Materials Science at Scale is Big Data
Collaboration
Modern science is innately collaborative. Collaboration enables researchers with complimentary skills to address highly constrained engineering and scientific problems. Many will claim that collaboration is a fundamental short coming in research science, but I contend that educating users on best practices in collaboration really is the struggle. In this course, I hope teach the students to make their ideas more permeable to their colleagues and their community at large.
Collaborative research science is a complex process that introduces non-technical challenges. Typically changes of theory, direction, coding, experimentation, and other individual activities can be complicated by working with others. In the past it was easy to work with a tight knit group of colleagues who’s raport could simply drive a collaboration. Currently, the fluidity in collaboration is complicated by information sharing. We as a community are contributing to and sitting on top of an immovable mass of legacy materials data.
What is the most annoying thing for you to share?
Big Data as Hierarchy of Needs
In modern science, collaborations are typically driven by the transfer of data and its big.
The V’s of Big Data
- Volume
- Velocity
- Variety
- Veracity
- Value
A Verbose Big Data Hierarchy of Needs
A hierarchy of needs requires that its bases are satisfied before advancing up in layers. For Big Data, this requires that the value of data can not be assessed before its truth. The truth and value of the data require both fluid verbal and digital lexicons amongst a group of diverse specialists; sound familiar to peer review? A DOM or API indicates a sort of digital lexicon. It follows that Big Data can be split into technical (rational) and non-technical (irrational) categories.

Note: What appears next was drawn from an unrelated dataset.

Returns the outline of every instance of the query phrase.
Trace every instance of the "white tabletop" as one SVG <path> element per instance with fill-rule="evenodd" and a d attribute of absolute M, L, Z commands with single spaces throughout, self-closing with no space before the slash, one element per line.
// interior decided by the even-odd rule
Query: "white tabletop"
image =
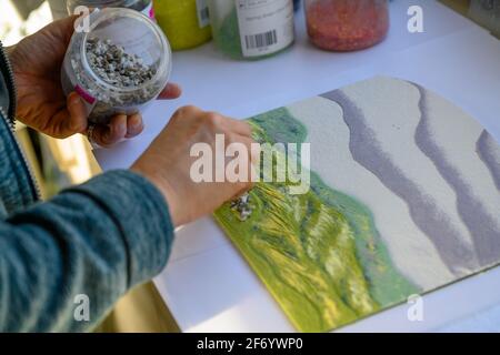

Variety in Big Data (IMO) is an abstraction that is incomplete. Big Data is big because many agents contribute to growth and existence. Many agents implies that the Variety is not only in the Typing of Data, but also in the language that the Data is discussed. Variety can by split into in technical and non-technical categories. Addressing questions on the irrational spectrum of Big Data requires the input of many agents and their personalities. Variety in Lexicon intimates at a language problem; the language Language can pose one of the most substantial challenges in agreement on peer reviewed ideas. Language is a consideration in the variety block of Big Data. Language takes time to mature. At its earliest stages, it is a clumsy pidgin language that can grow into a formalized creole. Our language for building cross-disciplinary collaborations in Big Materials Data will take time to grow. I contend that digital conversation in materials science will empower researchers to work more freely and contribute to the knowledge pool of materials science effectively.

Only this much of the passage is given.